Design, Develop, Create

Monday, 14 October 2019

Scholarly Search

Writing the literature review
A literature review is not a summary of "what you've learnt from what you've read". Rather, consider the challenge to be writing a 'problem oriented narrative'. A simple problem-oriented narrative has three parts. 
Beginning, middle, end.
Problem, framing literature, resolution. 
Identify an overall issue and gradually introduce scholarly works, develop an integrated framework, arrive at a clearly focused question.

Accessing academic literature
Search for related prior research that would inspire and inform your next steps. Select and refine relevant keywords for this search.
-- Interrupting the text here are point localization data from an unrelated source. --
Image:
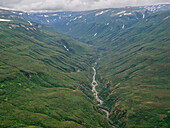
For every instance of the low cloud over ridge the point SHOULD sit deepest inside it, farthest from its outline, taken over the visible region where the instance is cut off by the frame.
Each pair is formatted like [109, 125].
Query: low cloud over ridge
[73, 5]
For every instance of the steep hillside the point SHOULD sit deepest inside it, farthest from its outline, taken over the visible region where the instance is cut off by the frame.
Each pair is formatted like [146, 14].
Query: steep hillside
[135, 72]
[44, 79]
[91, 26]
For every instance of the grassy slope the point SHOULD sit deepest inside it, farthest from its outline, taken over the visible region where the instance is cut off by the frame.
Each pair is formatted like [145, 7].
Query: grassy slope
[135, 73]
[39, 82]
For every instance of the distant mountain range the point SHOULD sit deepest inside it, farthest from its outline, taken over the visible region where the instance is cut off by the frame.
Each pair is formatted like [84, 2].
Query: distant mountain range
[46, 70]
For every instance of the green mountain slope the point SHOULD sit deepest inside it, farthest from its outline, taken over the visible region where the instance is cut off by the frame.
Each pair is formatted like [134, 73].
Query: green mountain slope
[135, 72]
[45, 80]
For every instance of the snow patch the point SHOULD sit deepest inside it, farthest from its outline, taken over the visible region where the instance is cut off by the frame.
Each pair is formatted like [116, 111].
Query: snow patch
[100, 13]
[54, 15]
[127, 13]
[166, 18]
[5, 20]
[120, 12]
[107, 23]
[67, 23]
[30, 23]
[66, 48]
[123, 26]
[46, 16]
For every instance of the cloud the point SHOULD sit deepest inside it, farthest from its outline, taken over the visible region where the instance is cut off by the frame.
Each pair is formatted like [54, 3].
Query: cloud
[73, 5]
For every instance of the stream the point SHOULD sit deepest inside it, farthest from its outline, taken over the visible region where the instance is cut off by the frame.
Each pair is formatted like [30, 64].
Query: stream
[94, 84]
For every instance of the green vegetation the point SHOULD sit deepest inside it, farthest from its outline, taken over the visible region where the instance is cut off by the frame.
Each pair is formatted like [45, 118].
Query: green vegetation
[42, 84]
[45, 77]
[135, 74]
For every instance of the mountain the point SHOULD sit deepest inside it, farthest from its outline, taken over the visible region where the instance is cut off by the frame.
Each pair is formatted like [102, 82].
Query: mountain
[88, 26]
[45, 79]
[134, 74]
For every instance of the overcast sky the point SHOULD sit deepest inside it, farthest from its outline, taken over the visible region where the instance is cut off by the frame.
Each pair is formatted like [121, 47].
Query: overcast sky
[73, 5]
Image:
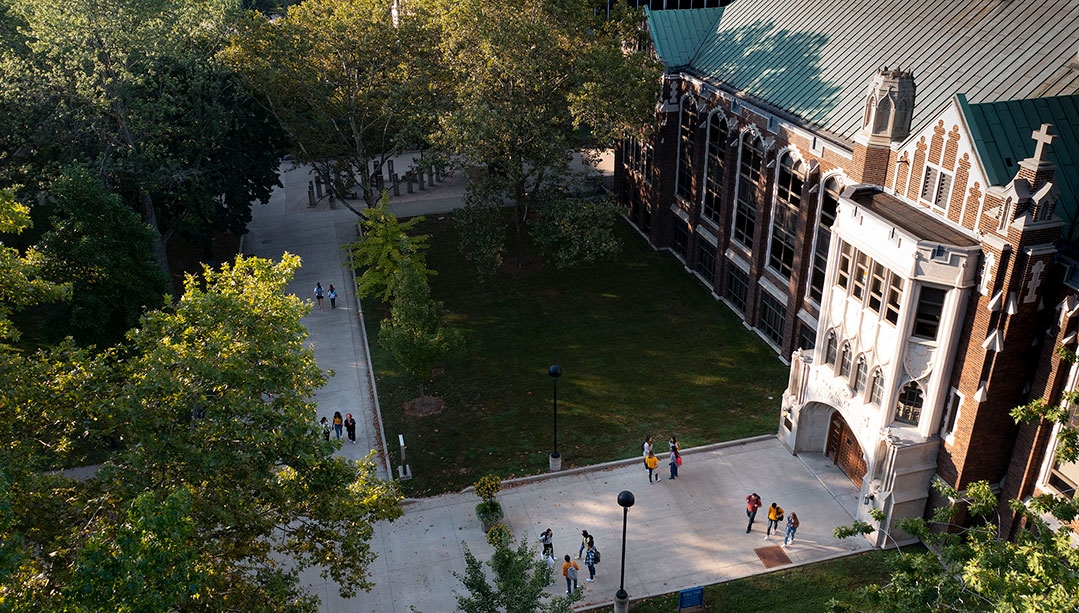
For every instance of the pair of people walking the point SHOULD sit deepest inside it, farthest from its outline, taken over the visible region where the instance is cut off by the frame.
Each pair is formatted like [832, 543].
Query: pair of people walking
[322, 293]
[652, 463]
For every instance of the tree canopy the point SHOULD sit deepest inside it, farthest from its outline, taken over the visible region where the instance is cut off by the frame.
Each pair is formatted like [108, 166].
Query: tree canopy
[213, 470]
The following databases index academic (peer-reviewed research) publications.

  • The DOAJ (Directory of Open Access Journals) (link) - a community-curated online directory that indexes and provides access to high quality, open access, peer-reviewed journals. 
  • Google Scholar* (link)
  • Scopus* (link)
  • Web of Science* (link)
  • Elsevier* - also hosts some open access journals (link)
  • SAGE Publishing* - also hosts some open access journals (link)
  • Springer* - also hosts some open access journals (link)
  • Routledge* - also hosts some open access journals (link)
  • JSTOR* - also hosts some open access journals (link)
  • Project MUSE* - a public index/catalogue (link)
* Search functions and file access to search results may be restricted to registered users or computers on campus networks.

If you find (potentially) interesting articles but cannot access them freely you should consider contacting the author(s) directly by email. Introduce yourself and reason for seeking access to a copy. Many authors will respond generously to such requests from students and share drafts or pre-press copies.

Another tack to take. Assuming that the article/chapter/section/publication sought is not the only relevant research dealing with this topic in the research world, you can conduct a forward citation search, that is, search for articles that cite this one. Searching forward ("cited by") approach is also a good way of the paper's impact and of identifying similar current research publications.